Unethical leaders find violence useful
By J. Dyer
Our attraction to violence may be out of balance. A multiple killing happens somewhere, and it is news for days all over the country.
Active shootings aren’t something new, but the incessant publicity that follows them today is relatively new. This unhelpful publicity does not make us safer, it gives the murderers nationwide recognition, and it gives other unstable individuals ideas that never may have occurred to them.
Unethical leaders manipulate this publicity in an effort to advance their gun control agenda. If they can deceive us into blaming a gun for a criminal’s behavior, they can demonize the tool and divert attention from their failed beliefs about human nature, crime, and punishment.
When a gun is the problem, personal responsibility is minimized. If it is a gun’s fault, then it’s not our fault.
But it is our fault to some degree. Societies do not crumble on accident; people’s beliefs and actions make them crumble. We have been tolerating the training, the excuses, and the values that make violent situations more probable. We also provide the market for the media circus that plays and replays all the sordid details resulting from violent incidents.
As for the training we tolerate, consider life often depicted in our entertainment media. Courteous, considerate, faithful, modest men with a regular job are, at best, uninteresting. Courteous, considerate, faithful, modest stay-at-home-moms are practically nonexistent. The “heroes” are usually arrogant smart-mouths whose attitudes and work ethic would prevent them from being successful at a real job or in a real home, and their “ends justify the means” humanist philosophy excuses all their irresponsible behaviors.
Our culture has been saturated with this type of life drama for as long as most of us can remember. These depicted lifestyles result in misery, depression, and instability in real life. For the most vulnerable people among us, these destructive lifestyles portrayed as acceptable — even desirable — can have distressing consequences.

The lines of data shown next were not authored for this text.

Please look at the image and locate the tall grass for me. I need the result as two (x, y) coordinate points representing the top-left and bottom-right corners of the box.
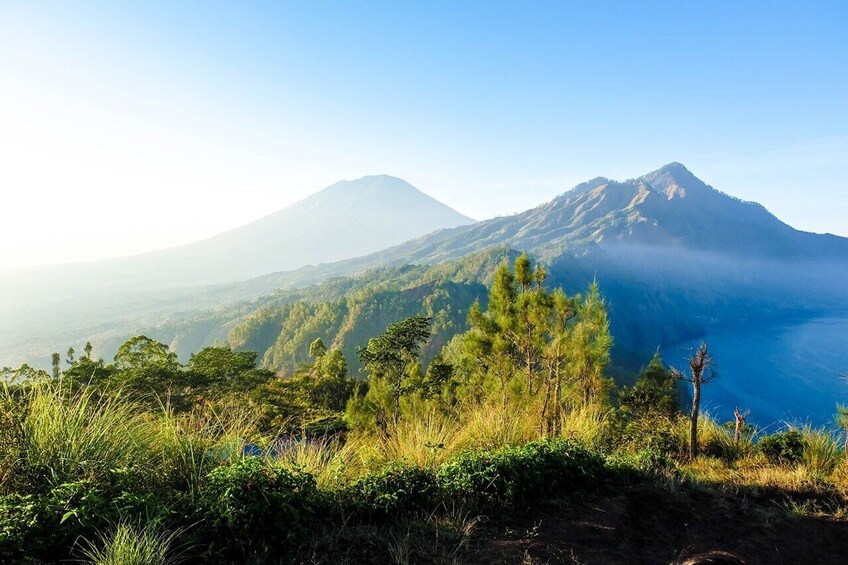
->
(462, 399), (541, 449)
(3, 383), (156, 485)
(800, 426), (844, 480)
(82, 523), (180, 565)
(154, 398), (254, 496)
(274, 438), (352, 489)
(374, 410), (469, 469)
(560, 404), (610, 446)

Organizations would not spend millions of dollars on a 30-second advertisement if media did not have a huge influence on our lives. Consider the impact of “selling” dysfunctional lifestyles — over and over again — in the 30-minute to two-hour “advertisements” put out by our entertainment media. (For information exploring the connection between violence and media, read “On Killing,” by Lieutenant Colonel David Grossman, or go to www.killology.com.)
As for poor values and excuses, consider how for decades we have allowed our kids to be exposed to ideas that encourage them to believe that their self-esteem is more important than achievement, that they are nothing more than highly evolved animals, and that there are no absolute standards for determining what is right or wrong.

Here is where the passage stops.